Naming things really is one of the hardest problems. This crates thing is a special case of Zooko's Triangle: https://en.wikipedia.org/wiki/Zooko%27s_triangle

Crates.io names are human-meaningful and everyone sees the same names, but it's vulnerable to squatting, spamming, and Sybil attacks.

You could tie a name to a public key, like onion addresses do, but it's unwieldy for humans. (NB, nothing stops you from doing this inside of crates.io if you really wanted)

You could use pet names where "http-server" and "http-client" locally map to "hyper" and "reqwest", but nobody likes those, because they don't solve the bootstrap problem.

It's a problem with all repos because when you say "http-server should simply be the best server that everyone likes right now", you have to decide who is the authority of "best", and "everyone", and "now". Don't forget how much useless crap is left in the Python stdlib marked as "don't use this as of 2018, use the 3rd-party lib that does it way better."
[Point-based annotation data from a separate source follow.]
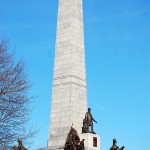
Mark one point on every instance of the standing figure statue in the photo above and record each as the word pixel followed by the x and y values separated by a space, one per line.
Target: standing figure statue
pixel 88 122
pixel 20 146
pixel 115 147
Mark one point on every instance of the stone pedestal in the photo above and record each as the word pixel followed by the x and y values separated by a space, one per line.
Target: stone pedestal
pixel 92 141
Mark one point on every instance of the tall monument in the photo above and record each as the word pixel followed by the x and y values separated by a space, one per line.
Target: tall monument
pixel 69 102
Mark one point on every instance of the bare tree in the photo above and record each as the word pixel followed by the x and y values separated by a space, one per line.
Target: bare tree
pixel 14 99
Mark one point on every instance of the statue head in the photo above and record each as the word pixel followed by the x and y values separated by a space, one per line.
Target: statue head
pixel 89 109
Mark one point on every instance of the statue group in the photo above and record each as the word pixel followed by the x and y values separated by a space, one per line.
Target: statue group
pixel 20 146
pixel 115 147
pixel 88 122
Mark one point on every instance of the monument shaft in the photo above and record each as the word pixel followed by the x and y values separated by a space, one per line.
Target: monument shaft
pixel 69 102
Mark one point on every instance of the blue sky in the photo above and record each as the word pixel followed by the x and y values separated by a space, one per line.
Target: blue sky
pixel 117 47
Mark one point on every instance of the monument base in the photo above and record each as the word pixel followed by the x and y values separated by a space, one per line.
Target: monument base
pixel 92 141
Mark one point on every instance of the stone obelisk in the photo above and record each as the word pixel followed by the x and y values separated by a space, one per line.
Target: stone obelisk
pixel 69 102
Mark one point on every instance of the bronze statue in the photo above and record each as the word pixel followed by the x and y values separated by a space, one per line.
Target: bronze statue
pixel 20 146
pixel 88 122
pixel 73 141
pixel 115 147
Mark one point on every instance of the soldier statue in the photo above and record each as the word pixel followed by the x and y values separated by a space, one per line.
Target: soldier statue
pixel 88 122
pixel 115 147
pixel 20 146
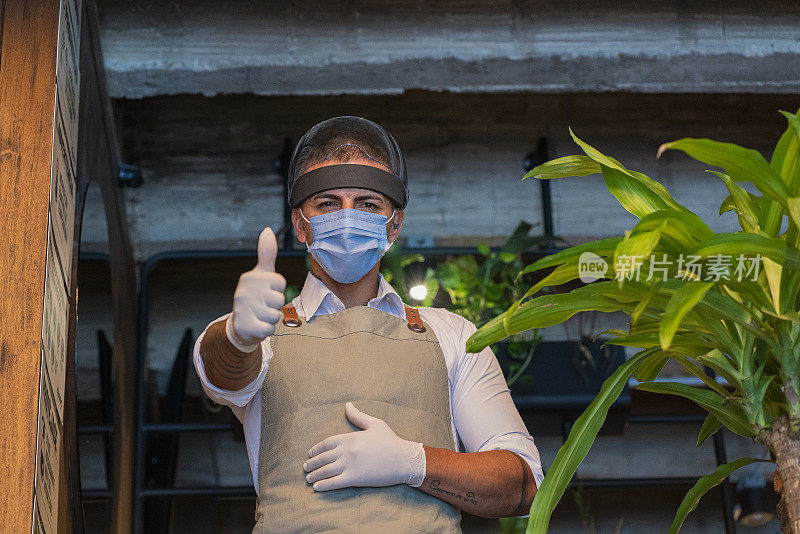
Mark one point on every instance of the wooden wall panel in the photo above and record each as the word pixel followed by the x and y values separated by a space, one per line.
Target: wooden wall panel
pixel 27 94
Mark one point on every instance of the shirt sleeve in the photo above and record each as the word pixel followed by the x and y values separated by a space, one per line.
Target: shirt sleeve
pixel 237 400
pixel 484 414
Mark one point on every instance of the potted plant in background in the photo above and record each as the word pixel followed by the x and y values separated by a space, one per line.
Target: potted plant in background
pixel 728 301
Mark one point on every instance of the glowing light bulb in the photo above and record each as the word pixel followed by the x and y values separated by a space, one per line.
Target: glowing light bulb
pixel 418 292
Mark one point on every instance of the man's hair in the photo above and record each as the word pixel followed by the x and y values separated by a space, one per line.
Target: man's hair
pixel 345 149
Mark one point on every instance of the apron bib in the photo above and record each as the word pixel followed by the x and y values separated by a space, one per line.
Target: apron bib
pixel 387 370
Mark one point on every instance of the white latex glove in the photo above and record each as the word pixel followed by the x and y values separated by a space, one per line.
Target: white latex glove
pixel 375 456
pixel 258 299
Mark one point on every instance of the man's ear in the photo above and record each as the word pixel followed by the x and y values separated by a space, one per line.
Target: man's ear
pixel 394 226
pixel 299 225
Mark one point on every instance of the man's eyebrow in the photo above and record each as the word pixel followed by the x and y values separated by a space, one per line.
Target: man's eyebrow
pixel 320 196
pixel 369 197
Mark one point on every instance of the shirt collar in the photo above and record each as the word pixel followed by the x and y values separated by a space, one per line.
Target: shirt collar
pixel 317 299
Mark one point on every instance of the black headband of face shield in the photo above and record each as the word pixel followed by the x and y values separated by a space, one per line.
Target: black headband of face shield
pixel 348 175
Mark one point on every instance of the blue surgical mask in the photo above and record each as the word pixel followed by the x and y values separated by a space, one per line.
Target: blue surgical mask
pixel 348 242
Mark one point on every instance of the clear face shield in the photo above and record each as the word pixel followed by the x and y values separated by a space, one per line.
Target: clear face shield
pixel 347 152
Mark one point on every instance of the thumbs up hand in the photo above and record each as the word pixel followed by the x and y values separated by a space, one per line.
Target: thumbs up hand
pixel 258 298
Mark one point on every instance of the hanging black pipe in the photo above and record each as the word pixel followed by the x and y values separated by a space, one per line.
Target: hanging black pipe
pixel 282 166
pixel 534 159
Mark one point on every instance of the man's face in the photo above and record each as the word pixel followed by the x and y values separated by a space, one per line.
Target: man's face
pixel 349 197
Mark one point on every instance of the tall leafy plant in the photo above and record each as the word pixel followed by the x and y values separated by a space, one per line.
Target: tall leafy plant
pixel 728 301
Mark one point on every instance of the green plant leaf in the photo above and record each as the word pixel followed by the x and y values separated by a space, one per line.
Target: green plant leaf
pixel 597 156
pixel 741 164
pixel 710 425
pixel 786 158
pixel 546 310
pixel 637 193
pixel 564 167
pixel 730 416
pixel 742 202
pixel 750 245
pixel 684 227
pixel 723 366
pixel 581 437
pixel 636 247
pixel 655 361
pixel 681 303
pixel 704 484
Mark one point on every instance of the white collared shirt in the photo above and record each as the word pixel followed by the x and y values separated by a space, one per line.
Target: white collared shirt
pixel 483 416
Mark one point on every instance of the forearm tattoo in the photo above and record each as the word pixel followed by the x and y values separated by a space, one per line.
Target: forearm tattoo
pixel 435 485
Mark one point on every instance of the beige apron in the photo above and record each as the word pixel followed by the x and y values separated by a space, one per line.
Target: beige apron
pixel 374 359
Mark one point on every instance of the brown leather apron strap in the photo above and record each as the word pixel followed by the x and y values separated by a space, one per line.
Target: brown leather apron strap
pixel 290 317
pixel 414 321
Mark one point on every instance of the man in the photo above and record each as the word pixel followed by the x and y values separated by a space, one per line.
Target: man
pixel 357 408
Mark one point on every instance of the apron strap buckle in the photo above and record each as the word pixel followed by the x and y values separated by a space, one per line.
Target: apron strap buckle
pixel 415 324
pixel 290 317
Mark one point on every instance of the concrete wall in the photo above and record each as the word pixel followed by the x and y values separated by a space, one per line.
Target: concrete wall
pixel 368 47
pixel 210 180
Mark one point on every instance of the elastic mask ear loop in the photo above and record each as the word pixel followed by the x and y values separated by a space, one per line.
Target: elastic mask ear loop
pixel 387 222
pixel 309 226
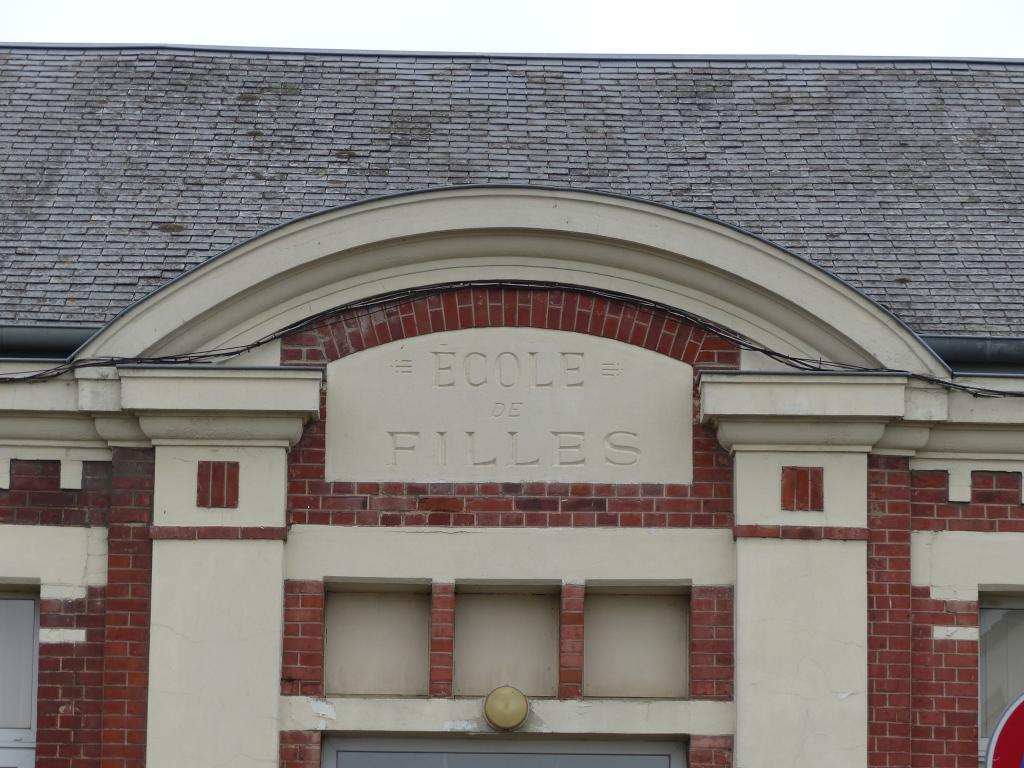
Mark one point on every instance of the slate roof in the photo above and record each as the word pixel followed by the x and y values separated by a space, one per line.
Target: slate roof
pixel 121 168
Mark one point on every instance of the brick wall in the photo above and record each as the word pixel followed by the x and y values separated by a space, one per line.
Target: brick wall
pixel 705 503
pixel 712 643
pixel 35 497
pixel 711 752
pixel 889 612
pixel 129 569
pixel 300 750
pixel 923 687
pixel 994 506
pixel 944 729
pixel 71 683
pixel 302 664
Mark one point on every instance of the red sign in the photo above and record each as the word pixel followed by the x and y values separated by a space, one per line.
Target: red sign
pixel 1006 750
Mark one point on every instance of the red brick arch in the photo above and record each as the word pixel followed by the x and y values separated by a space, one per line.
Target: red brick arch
pixel 707 502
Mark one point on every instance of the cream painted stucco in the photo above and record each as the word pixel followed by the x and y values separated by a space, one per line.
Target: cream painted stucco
pixel 759 495
pixel 215 654
pixel 377 643
pixel 65 559
pixel 512 555
pixel 958 565
pixel 801 653
pixel 635 645
pixel 506 639
pixel 509 404
pixel 262 481
pixel 465 716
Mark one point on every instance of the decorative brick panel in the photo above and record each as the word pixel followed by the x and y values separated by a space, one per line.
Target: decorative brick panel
pixel 302 662
pixel 71 683
pixel 711 752
pixel 441 639
pixel 300 750
pixel 570 641
pixel 707 502
pixel 217 484
pixel 712 644
pixel 35 497
pixel 995 503
pixel 804 488
pixel 126 651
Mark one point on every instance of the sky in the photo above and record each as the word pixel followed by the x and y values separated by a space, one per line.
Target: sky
pixel 861 28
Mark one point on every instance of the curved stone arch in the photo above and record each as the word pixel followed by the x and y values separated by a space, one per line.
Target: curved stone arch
pixel 516 233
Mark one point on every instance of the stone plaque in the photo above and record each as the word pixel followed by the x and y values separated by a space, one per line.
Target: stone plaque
pixel 509 404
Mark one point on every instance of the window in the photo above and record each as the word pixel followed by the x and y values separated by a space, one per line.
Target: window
pixel 18 662
pixel 344 753
pixel 1001 650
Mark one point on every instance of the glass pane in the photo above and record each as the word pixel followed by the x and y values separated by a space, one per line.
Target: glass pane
pixel 17 641
pixel 1001 663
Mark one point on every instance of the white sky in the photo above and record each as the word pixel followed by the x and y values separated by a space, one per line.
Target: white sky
pixel 903 28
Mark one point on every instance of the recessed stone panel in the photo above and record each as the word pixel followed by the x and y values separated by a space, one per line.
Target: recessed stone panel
pixel 509 404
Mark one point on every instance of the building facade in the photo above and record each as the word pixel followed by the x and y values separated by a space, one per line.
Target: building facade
pixel 307 504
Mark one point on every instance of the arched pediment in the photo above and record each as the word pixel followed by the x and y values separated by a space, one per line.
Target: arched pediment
pixel 463 235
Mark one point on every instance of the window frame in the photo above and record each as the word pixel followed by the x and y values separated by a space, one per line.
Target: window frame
pixel 334 744
pixel 986 602
pixel 25 738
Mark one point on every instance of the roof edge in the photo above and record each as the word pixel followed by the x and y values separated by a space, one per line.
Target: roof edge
pixel 808 58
So yeah... probably will be a problem forever. As a bit of fun here are some un-intuitive names, and my proposed improvements:

- Rename Apache to "http-server"

- Rename Nginx to "http-server-2"

- Rename Caddy to "http-server-2-golang"

- Rename libcurl to "http-client"

- Rename GTK+ to "linux-gui"

- Rename Qt to "linux-gui-2"

- Rename xfce4 to "linux-desktop-3"

Then you only need to remember which numbers are good and which numbers are bad! Like how IPv4 is the best, IPv6 is okay, but IPV5 isn't real, and HTTP 1.1 and 3 are great but 2 kinda sucked.

Very simple. If a company as big as Apple can have simple names like "WebKit", "CoreGraphics", and "CoreAudio" then surely a million hackers competing in a free marketplace can do the same thing.